映画と本と自分と山

映画が半分、残りは本と自分、時々山登りについて

「君の膵臓をたべたい」

 小説が発売された当初、駅の構内にある本屋さんで前面に展開され、そのタイトルからどういう小説なのか気になったものの、天邪鬼なので、あっという間にヒットしてからは逆に興味がなくなり、小説も読まずじまいのままでした。
 ですが、映画(実写版)がAmazonプライムで観られるようになっていたのと、評価が高かったので観てみました。

 ちなみに、見ている時に何となく既視感があり、その後の展開も知っている感じがしたのですが、記録にもなかったので、書いてみます。

 


君の膵臓をたべたい

 

作品データ映画.comより)
監督 月川翔
製作年 2017年
製作国 日本
配給 東宝
上映時間 115分
映倫区分 G

あらすじシネマトゥデイより)
高校の同級生・山内桜良(浜辺美波)がひそかにつづる闘病日記「共病文庫」を偶然見つけた僕(北村匠海)は、彼女が膵臓(すいぞう)の病気で余命わずかなことを知り、一緒に過ごすようになる。

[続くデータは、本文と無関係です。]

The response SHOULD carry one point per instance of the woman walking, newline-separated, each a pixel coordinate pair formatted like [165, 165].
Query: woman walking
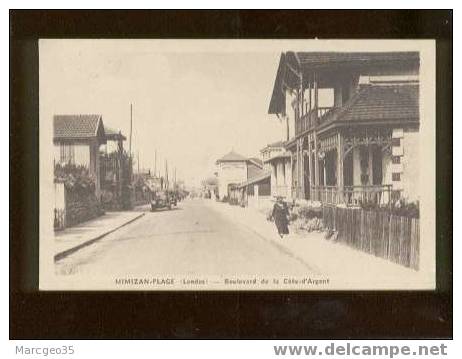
[281, 216]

彼女の言葉をきっかけに母校の教師となった僕(小栗旬)は、桜良が亡くなってから12年後、教え子と会話をしていた際に、桜良と過ごした数か月を思い出す。一方、結婚を控えた桜良の親友・恭子(北川景子)も、桜良との日々を思い返し……。

勝手に五段階評価(基本的に甘いです)
★★★★★

感想
 どこをどう切り取っても、映画になるような展開の青春時代を送った経験がないからか、いわゆる青春時代の恋愛とか、体育会系のノリが苦手なので熱血ものとかは敬遠しているのですが、この作品はとても良かったです。

 良かった点としては、膵臓の病気を患っている桜良自体は秋波を送っているにせよ、それに全く気付かずにいる「僕」が穏やかに友情を育んでいく、という点です。
 こんなにも秋波を送っているのに気付かないなんて!と怒ったり、あるいはここまで秋波を送っていれば恋愛に発展するでしょう!という意見もあるかもしれませんが、僕としては、友情のままで終わった、という点がとても良かったです。

 クラスで目立たず、殆どのクラスメイトからは名前さえ覚えられていないような「僕」が、クラスの人気者の女の子が余命幾ばくもないという「秘密」を知ってしまう。
 動揺はするものの、元々それを話す相手もいないし、そもそも仲の良い相手でもないので、誰かに言うこともなく、僕と桜良との間での「秘密」になる。
 桜良は家族以外の誰にも言えなかったことを知ってもらっている安心感から「僕」を誘い、「僕」は身近に迫る死を知っているからこそ邪険にも出来ずに誘いに乗る。
 そして、少しずつ2人の距離が近づいていくが…。

 桜良の「死」が明確に設定されていて分かっているけれども、終始こんな高校生活良いなぁ、とニヤニヤしてしまう内容でしたが、僕の中で一番印象的だったシーンは、「僕」が怒る場面です。
 何故「僕」が怒ったのか、言葉に出来ないこと、手を出すしかなかったこと、けれど桜良を傷つけずに済んだこと、むしろ桜良がそこまでは踏み込んではいけないのだと理解し謝り、関係を修復したこと、それらすべてがとても良かったです。

 「男=力」とか「男=恋愛」とか、だからこそ、「草食系男子」(つまり「男=肉食系が普通」という考え)という言葉があって、そういうあまりにも貧相な男性観が支配している現実が少しずつ変わってきているのかな、と思える展開でした。